[Email-SIG] fixing the current email module

Sun Oct 11 07:15:49 CEST 2009

On approximately 10/10/2009 8:23 PM, came the following characters from 
the keyboard of Stephen J. Turnbull:
> Glenn Linderman writes:
>  > On approximately 10/10/2009 6:59 AM, came the following characters from 
>  > the keyboard of Stephen J. Turnbull:
>  > > Glenn Linderman writes:
>  > >  > On approximately 10/9/2009 8:10 AM, came the following characters from 
>  > >  > the keyboard of Stephen J. Turnbull:
>
>  > > correctly decoded data normally is stored, and is accessible in the
>  > > same way.  But I gather that's not what you were talking about, my
>  > > mistake.
>  > 
>  > Well, the client tells us where to store it, and we can't prevent it 
>  > from being the same place.
>
> Huh?  No way!  We decide where our data is stored.  This isn't C where
> you pass around arbitrary pointers for efficiency.  In particular,
> strings (whether Unicode or bytes) are not mutable.  So the client can
> keep a copy if it likes, but once it hands us raw message text as
> bytes, after that we decide where we put parsed pieces and/or slices
> of the unparsed original.
>   

Yes, email package can figure out where to store its copy, client 
figures out where to store its copy.

We're getting better at communicating, but not 100% there yet :)  I was 
thinking of the case where the client asks the email package for data, 
and stores it in its variable; you seem to be thinking of the case where 
the client gives the email package data.

>  > > So when you wrote about saving and converting to text form, without
>  > > mentioning that the specific APIs, I assumed you meant the "mainline"
>  > > APIs for parsing and accessing parts of a correctly formatted message.
>  > 
>  > Mostly, I hadn't bothered about APIs yet;
>
> You may not bother about APIs, but it sure looks like you do to me.
> You can't talk about where to store stuff without touching the API.
>   

Well, I'm sure there will be APIs; the names and parameters is what I 
haven't bothered about yet, much, except if the discussion seemed to 
require such.

>  > I think that the email package should require that some special action 
>  > needs to be taken by the client to request not-quite-perfect data, 
>  > either a special parameter value, or different API, etc.
>
> That's all I need to hear, until we're ready to write specs for that
> API.  (Note that a special parameter value is part of the API in a
> sense, if we specify and document what it means, so I tend to use API
> for that, too, not just for whole functions.)
>   

Yes, I was just trying to be clear that it could be either case.

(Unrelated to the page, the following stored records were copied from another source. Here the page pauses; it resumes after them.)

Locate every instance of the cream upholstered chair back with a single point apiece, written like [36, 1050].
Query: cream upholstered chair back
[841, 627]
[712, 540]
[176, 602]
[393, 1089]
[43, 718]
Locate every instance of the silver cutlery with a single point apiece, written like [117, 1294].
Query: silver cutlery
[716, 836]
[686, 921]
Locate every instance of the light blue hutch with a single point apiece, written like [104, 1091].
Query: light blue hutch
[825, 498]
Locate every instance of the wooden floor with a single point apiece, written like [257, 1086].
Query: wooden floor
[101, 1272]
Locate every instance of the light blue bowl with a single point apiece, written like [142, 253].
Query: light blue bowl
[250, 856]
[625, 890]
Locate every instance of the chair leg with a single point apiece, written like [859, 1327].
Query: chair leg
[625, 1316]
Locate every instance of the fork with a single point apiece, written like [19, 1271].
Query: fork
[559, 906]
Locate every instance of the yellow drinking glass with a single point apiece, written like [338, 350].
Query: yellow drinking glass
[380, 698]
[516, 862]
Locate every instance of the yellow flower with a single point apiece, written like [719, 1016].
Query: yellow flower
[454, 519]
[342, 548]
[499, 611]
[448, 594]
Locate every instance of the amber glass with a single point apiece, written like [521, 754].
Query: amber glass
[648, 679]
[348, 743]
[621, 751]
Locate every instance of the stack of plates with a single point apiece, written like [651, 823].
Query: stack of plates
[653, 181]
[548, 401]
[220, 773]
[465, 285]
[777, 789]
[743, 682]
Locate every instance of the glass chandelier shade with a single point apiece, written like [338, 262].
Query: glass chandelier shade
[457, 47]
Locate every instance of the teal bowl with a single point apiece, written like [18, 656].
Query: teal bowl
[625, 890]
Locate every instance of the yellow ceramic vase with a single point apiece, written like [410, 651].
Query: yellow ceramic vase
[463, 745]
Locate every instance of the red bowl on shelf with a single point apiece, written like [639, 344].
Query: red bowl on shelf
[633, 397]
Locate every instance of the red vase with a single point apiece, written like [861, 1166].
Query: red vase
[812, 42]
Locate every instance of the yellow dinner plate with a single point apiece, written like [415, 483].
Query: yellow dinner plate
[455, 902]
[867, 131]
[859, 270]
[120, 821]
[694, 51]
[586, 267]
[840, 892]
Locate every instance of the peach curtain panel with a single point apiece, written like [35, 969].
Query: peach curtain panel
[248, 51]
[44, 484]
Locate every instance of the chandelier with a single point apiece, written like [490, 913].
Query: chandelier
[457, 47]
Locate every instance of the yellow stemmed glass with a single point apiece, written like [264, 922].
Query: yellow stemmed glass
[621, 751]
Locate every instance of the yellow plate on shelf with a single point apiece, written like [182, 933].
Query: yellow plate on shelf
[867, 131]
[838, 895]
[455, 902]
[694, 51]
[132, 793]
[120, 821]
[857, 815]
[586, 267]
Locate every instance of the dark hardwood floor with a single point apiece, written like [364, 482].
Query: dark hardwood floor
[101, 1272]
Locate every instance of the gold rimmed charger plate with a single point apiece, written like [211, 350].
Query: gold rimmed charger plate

>  > But there is nothing that says that some client might not pass that
>  > all the time, and ignore the defect reports.  Whether that is easy
>  > to identify or not, and whether the email package wants to require
>  > that the normal APIs be tried before the not-quite-perfect APIs are
>  > issues for discussion.
>
> The answers are obvious to me: yes and no.  You can identify whether a
> particular API has been used with standard text search tools like M-x
> occur.  (For non-Emacsers, that is an Emacs command that finds all
> occurances of a particular string in the buffer.)  If a program wants
> to call the quick & dirty APIs first, that's none of our business,
> except that if parsing is being done lazily we should be careful to
> update the defect list, so that the program can check them when it
> wants to.
>
>  > Ultimately, the email package cannot enforce that proper case is taken 
>  > by the client; only code reviews of the client can encourage that.
>
> My point is not to enforce anything, not even code reviews.  But by
> having separate APIs for parsed and unparsed data, code review can be
> made easier and more accurate.
>   

You have to analyze the control flow as well, not just search for 
existence of the API.  In normal code, that should be straightforward, 
but there is no guarantee that the client doesn't use spaghetti code, or 
even obfuscated code, where the analysis would be hard.  The API call 
could exist, but never be invoked; the API call could take parameters 
that never have particular values of interest at run-time.  Hence, it 
may or may not be easy to search the client code and figure it out.  But 
I agree with your stated point: we can't enforce anything about the 
client code, unless we write it ourself, or have some sort of authority 
over it.  I intend to write a client, so I'll have control over that 
one, and don't plan to obfuscate it.

>  > Yes, agreed.  And a special way or ways to get various algorithms for 
>  > attempting to interpret not-quite-perfect data, when the client thinks 
>  > that might be useful.
>
> I don't think we should be talking about special ways (plural) or
> "not-quite-perfect" data.  At this point in the design process, we
> have *parsed* and *unparsed* data.  Heuristic algorithms for
> recovering from unparsable input can be layered on top of these two
> sets of APIs, when we have *real* use cases for them.  For example, I
> don't think your use case of prepending a mailing list's topic or
> serial number to an unparseable subject is realistic; in all lists I
> know of such a message would be held for moderation, or even discarded
> outright as spam.
>   

So if the subject is unparseable, what is the moderator to do?  He can't 
read the subject if it unparseable.  Perhaps he can read the body, but 
it might be in the same unparseable charset.  Let's say he can read the 
body, and the message seems to be valid for the list, and he marks it to 
be forwarded to list members.  Now what is the mailing list to do, it 
still can't parse the subject?

And if there is no moderator, it still may not be spam, just a mailing 
list manager that doesn't understand a valid charset, likely because it 
predates the definition of the charset.

> And again:
>
>  > Right.  And it is the more detailed structure that I was referring to... 
>
> But why?  There is no need to discuss it at this point, and bringing
> it up is confusing as all get-out.
>   

The more we understand/discuss about how different client can function, 
the better we can design the email package.  We'll still not likely 
cover all the possibilities, but we don't want to have tunnel vision and 
declare that because Mailman works this way, that all mailing list 
managers work this way, or that because we haven't discussed that some 
client might do something this way, that it won't.  So I have no problem 
bringing clients into the discussion, to make sure that we don't 
preclude their reasonable behaviors as use cases.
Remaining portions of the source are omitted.